L’obiettivo del bando export pmi è quello di incentivare le attività per lo sviluppo di reti commerciali all’estero, come ad esempio la partecipazione a fiere, l’apertura di uffici e sedi espositive o ancora attività promozionali.

In particolare, la Regione Toscana punta alla concessione di agevolazioni sottoforma di contributo in conto capitale, anche nella forma di voucher.

Il bando prevede delle misure finanziarie che vanno da 10 mila a 150 mila euro così suddivise:
1. Piccole imprese da 12.500 a 150 mila;
2. Medie imprese da 20 mila a 150 mila;
3. Consorzi, società consortili e Reti Soggetto da 35 mila a 400 mila euro.

Destinatari del bando export a favore delle pmi:

1. Micro, piccole e medie imprese in forma singola o associata, ovvero reti temporanee di impresa, reti di imprese con personalità giuridica, reti di imprese senza personalità giuridica, consorzi e società consortili.

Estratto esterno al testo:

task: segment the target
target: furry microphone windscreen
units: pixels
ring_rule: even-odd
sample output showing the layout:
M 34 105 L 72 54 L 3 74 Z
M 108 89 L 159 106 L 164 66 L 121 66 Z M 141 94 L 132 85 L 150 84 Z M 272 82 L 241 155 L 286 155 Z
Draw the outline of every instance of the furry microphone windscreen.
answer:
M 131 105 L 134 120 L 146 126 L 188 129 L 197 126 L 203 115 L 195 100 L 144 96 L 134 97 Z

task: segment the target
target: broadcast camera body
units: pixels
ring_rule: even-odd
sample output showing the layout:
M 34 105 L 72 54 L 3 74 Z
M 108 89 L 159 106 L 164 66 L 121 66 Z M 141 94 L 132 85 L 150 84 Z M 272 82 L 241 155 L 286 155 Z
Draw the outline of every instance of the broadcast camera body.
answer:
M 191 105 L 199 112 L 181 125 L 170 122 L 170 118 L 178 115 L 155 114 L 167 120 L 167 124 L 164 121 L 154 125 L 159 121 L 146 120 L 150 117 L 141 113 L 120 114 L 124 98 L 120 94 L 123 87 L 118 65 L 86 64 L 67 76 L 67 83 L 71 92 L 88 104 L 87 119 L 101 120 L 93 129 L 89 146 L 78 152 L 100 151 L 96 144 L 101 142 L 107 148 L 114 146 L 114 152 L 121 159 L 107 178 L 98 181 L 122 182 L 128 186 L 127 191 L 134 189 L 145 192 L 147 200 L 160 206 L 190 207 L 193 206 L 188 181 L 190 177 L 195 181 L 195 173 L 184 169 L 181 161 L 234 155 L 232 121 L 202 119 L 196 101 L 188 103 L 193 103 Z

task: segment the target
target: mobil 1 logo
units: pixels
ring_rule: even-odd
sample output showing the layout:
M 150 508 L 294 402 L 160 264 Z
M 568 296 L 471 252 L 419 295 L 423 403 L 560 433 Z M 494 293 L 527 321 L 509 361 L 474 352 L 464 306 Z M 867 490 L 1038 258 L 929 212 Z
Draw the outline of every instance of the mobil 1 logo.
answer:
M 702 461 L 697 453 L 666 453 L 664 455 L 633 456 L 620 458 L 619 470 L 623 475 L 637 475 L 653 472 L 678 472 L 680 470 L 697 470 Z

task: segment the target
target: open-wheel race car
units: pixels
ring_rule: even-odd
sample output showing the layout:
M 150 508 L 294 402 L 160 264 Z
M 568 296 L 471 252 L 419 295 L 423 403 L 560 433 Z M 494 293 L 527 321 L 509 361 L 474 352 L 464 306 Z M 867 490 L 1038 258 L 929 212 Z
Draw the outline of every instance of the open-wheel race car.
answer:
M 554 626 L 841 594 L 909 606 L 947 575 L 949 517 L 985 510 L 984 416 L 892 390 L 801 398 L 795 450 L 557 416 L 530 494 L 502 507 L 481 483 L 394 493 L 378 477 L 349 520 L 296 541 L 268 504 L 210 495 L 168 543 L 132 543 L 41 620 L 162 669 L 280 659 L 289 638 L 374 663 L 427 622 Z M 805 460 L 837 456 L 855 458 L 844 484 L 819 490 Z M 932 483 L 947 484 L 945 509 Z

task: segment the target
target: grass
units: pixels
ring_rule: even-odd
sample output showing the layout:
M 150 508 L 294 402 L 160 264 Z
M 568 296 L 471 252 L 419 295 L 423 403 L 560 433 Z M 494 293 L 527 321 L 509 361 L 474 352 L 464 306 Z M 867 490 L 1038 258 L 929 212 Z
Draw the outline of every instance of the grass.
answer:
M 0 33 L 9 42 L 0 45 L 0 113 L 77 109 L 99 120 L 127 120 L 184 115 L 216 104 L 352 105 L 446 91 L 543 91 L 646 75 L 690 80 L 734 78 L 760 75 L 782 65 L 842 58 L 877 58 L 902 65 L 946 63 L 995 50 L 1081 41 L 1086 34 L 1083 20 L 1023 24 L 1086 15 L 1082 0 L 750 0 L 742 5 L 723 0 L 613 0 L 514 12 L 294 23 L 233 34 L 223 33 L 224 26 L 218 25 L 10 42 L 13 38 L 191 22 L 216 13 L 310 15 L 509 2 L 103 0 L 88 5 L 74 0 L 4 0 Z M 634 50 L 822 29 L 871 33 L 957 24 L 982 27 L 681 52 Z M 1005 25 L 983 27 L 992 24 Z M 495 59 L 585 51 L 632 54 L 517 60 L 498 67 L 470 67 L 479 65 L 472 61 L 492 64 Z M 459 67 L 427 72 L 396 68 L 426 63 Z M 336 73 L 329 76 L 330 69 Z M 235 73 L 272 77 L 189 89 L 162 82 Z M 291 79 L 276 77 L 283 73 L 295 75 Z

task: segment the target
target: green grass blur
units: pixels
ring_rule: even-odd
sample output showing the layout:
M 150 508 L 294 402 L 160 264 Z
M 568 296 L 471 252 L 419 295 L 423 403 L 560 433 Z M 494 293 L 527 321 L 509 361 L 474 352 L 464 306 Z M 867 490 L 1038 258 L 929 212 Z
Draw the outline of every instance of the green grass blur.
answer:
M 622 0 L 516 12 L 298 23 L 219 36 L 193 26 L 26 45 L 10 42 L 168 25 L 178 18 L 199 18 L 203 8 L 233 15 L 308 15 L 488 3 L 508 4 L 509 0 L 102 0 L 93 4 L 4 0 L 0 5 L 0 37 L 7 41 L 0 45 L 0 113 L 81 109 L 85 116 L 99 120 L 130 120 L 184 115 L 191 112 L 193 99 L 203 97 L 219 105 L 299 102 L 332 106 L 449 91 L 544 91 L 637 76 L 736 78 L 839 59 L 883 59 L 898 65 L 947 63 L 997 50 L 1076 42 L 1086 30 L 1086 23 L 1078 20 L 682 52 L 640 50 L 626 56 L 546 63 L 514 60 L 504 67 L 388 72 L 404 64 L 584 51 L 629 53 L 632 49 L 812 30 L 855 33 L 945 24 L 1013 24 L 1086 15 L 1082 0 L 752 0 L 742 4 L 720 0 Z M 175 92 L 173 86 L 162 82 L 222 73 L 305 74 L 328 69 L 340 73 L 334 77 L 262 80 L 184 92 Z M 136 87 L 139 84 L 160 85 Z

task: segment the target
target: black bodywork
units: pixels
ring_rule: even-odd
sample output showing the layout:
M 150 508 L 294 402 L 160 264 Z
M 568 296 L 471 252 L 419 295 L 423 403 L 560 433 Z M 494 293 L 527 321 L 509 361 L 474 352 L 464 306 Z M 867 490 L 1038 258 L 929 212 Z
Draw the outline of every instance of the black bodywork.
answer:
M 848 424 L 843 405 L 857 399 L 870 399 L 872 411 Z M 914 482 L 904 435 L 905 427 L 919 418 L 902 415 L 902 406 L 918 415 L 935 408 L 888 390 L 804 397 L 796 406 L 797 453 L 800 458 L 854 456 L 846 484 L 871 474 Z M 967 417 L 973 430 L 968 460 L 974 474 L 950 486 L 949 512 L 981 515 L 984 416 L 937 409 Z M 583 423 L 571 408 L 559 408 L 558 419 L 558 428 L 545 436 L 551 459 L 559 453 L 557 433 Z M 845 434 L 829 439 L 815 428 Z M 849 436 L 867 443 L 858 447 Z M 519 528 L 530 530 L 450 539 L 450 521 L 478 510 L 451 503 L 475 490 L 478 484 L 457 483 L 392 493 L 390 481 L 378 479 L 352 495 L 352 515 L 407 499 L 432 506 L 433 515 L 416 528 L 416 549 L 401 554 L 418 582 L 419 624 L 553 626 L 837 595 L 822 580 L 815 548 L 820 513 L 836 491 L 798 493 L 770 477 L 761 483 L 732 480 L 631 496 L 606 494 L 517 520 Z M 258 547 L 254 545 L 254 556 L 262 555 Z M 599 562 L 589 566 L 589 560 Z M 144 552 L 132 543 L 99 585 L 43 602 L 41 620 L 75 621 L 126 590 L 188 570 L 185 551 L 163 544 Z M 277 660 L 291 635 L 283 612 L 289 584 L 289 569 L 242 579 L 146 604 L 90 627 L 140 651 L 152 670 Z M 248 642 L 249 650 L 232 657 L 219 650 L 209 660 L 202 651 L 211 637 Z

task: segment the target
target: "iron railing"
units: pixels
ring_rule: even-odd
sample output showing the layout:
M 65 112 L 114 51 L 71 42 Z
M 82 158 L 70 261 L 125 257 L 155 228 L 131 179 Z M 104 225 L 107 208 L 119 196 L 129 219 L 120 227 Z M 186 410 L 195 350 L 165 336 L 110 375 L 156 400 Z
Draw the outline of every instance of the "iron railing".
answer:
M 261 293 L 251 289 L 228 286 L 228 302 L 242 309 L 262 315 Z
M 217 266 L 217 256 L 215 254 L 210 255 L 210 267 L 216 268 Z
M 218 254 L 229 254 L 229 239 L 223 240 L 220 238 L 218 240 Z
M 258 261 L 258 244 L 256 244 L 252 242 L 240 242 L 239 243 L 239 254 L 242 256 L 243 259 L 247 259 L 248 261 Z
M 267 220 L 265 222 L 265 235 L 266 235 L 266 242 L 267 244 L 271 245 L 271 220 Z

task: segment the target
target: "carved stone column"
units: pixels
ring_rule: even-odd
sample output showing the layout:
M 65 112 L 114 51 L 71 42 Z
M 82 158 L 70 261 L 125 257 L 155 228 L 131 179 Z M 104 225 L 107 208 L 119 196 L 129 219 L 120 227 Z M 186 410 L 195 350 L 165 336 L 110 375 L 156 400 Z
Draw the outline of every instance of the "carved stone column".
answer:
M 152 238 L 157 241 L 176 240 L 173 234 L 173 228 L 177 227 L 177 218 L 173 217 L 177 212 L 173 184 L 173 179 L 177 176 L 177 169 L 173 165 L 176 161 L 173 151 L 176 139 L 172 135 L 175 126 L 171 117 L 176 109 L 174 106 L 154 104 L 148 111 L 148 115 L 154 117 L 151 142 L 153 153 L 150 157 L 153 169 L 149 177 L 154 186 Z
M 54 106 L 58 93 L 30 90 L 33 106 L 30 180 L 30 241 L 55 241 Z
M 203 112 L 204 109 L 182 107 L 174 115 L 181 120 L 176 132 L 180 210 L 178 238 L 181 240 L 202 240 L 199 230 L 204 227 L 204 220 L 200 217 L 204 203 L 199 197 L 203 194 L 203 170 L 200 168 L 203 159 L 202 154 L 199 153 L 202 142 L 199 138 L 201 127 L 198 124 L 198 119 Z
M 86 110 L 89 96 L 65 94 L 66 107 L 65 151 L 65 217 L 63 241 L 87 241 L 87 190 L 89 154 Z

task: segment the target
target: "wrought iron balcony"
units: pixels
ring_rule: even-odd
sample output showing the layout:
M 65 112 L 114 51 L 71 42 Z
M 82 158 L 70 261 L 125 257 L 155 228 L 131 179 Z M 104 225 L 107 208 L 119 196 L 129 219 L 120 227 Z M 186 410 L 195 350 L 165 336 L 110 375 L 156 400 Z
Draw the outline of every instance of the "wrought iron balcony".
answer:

Requisiti di ammissibilità al bando export:

1. Essere in regola con il pagamento dei contributi previdenziali ed assistenziali a favore dei lavoratori;
2. Essere in regola con la normativa antimafia;
3. Possedere la capacità economico-finanziaria in relazione al progetto da realizzare;
4. Avere sede nel territorio regionale;
5. Essere regolarmente iscritto nel registro delle imprese della CCIAA territorialmente competente;
6. Non trovarsi in stato di fallimento, liquidazione coatta, liquidazione volontaria, concordato preventivo;
7. Non risultare associato o collegato con altra impresa richiedente l’aiuto all’interno dell’aggregazione;
8. Non essere stato oggetto nei 3 anni precedenti alla data di pubblicazione del bando, di revoca per violazione del divieto di distrazione dei beni;
9. Non essere stato oggetto di sanzione interdittiva;
10. Non essere stato condannato a livello penale;
11. Osservare gli obblighi dei contratti collettivi di lavoro;
12. Essere in regola con le disposizioni in materia di aiuti;
13. Non avere usufruito in precedenza di altri finanziamenti pubblici;
14. Rispettare quanto previsto sulla normativa “de minimis”;
15. Possedere la dimensione di MPM impresa;
16. Non aver violato il divieto di intestazione fiduciaria.

Modalità di presentazione della domanda per il bando export pmi:

1. Compilare la domanda attraverso il sistema informatico dello Sviluppo Toscana S.p.A., compresa di firma digitale, per ogni informazione necessaria andare sul sito www.digitpa.go.it;
2. La domanda, da compilare on-line, si scarica sul seguente sito Sviluppo Toscana entro il 31 maggio 2016;
3. La domanda di aiuto è soggetta al pagamento dell’imposta di bollo di 16 euro.
Alla domanda va allegata la seguente documentazione:
1. Richiesta di contributo;
2. Scheda tecnica di progetto e piano finanziario;
3. Dichiarazione della dimensione aziendale;
4. Dichiarazione sugli aiuti incompatibili/illegali;
5. Dichiarazione ambientale;
6. Scheda per la rilevazione degli indicatori;
7. Dichiarazione di consenso al trattamento dei dati personali;
8. Dichiarazione “de minimis”, da compilare on-line;
9. Dichiarazione degli intenti alla costituzione del consorzio o società;
10. Documentazione economica;
11. Copia dell’atto notarile;
12. Copia delle contabili bancarie;
13. Cv vitae;
14. Documentazione per la verifica dei criteri di premialità;
15. Documentazione di impegno relativo all’iscrizione nel registro delle imprese;
16. Documentazione fornita da impresa straniera;
17. Dichiarazione di intestazione fiduciaria;
18. Dichiarazione di cumulo.
Per saperne di più occorre consultare il bando.